As a former small shareholder of Acorn, who made some money off the original ARM bubble, before it was spun off, I'm saddened to see the company essentially lose its independence.  I struggle to see how this deal actually provides anything useful to the future of the technology, as the company is already quite successful and innovative on its own, appearing to be both quite financially healthy and with sufficient resources to keep pushing forward at an acceptable rate.

As far as royalties going up is concerned, my guess would be that the existing major licensees likely have their royalties mostly locked in somewhere close to current rates with only modest increases over time.  Aside from that, if SoftBank want to achieve their stated volume goal, a cash grab on royalties would be very much the wrong direction.  Right now, there's considerable potential for 64-bit ARM to make a major impact into Internet servers (particularly in some areas of the cloud space, where there is much less architecture lock-in to x86), and a significant part of that potential comes from the low cost of the CPUs.  To me, the sensible route is to keep the cost model down at its current quite modest level, so that it is a very attractive proposition to produce and deploy those chips in the huge volumes talked about.

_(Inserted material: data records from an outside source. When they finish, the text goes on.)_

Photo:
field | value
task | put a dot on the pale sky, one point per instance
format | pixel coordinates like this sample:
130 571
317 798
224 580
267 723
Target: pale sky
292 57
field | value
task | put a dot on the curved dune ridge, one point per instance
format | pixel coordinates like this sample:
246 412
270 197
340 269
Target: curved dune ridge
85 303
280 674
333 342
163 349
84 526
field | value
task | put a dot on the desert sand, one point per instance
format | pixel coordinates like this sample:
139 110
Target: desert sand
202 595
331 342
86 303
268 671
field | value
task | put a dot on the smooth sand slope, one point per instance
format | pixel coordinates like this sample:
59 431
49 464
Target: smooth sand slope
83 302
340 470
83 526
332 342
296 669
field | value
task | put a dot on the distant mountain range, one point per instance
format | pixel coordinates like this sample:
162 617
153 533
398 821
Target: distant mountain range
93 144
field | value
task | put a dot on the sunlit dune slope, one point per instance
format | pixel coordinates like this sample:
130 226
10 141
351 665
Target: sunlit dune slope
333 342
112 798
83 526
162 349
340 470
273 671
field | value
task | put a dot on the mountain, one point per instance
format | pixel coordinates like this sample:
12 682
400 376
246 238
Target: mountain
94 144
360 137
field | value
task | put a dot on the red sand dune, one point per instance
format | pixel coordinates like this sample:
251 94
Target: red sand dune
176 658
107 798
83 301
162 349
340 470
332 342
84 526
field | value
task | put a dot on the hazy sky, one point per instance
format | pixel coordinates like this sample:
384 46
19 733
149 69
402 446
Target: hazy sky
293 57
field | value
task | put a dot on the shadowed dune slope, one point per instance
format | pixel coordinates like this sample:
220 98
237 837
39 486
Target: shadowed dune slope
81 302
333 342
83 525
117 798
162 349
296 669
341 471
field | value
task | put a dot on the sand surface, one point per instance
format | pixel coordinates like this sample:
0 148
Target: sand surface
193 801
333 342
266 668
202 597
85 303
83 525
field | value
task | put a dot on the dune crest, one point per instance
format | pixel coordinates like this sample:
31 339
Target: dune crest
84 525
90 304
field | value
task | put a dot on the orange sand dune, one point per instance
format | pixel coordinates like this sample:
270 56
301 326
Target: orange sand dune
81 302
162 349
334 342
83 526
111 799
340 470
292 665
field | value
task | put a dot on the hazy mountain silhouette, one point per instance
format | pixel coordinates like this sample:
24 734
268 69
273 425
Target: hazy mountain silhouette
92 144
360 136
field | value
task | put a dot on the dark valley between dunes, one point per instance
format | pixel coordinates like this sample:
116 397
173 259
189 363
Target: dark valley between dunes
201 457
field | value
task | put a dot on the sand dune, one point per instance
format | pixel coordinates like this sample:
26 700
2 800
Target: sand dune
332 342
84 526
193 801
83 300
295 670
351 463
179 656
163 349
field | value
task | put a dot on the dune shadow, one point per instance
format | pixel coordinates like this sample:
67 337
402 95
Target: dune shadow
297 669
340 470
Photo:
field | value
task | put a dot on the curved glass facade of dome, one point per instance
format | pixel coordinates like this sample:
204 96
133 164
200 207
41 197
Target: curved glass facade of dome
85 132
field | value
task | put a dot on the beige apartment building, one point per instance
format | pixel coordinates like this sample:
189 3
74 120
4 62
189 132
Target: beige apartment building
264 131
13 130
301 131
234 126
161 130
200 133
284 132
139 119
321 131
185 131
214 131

It does cost relatively big money to keep rolling out new updates to the architecture, but ARM Ltd has a per-unit cost of zero on the actual chips being sold.  It is very much in their interests to see huge volumes being shipped for a fairly small royalty, as that gives them a greater chance of eating away at the market share of much more costly chips (which also cost much more per design iteration).  Part of that huge volume has to come from large volumes of low cost devices (including the current Internet of Things buzzword / concept), which essentially makes a very low cost CPU a hard requirement.

Bottom line: A major part of ARM's success is down to the low cost model.  I can't see changing that model as being a good thing for anyone involved in it (ARM Ltd, SoftBank, the chip vendors, or the people deploying the chips).


----------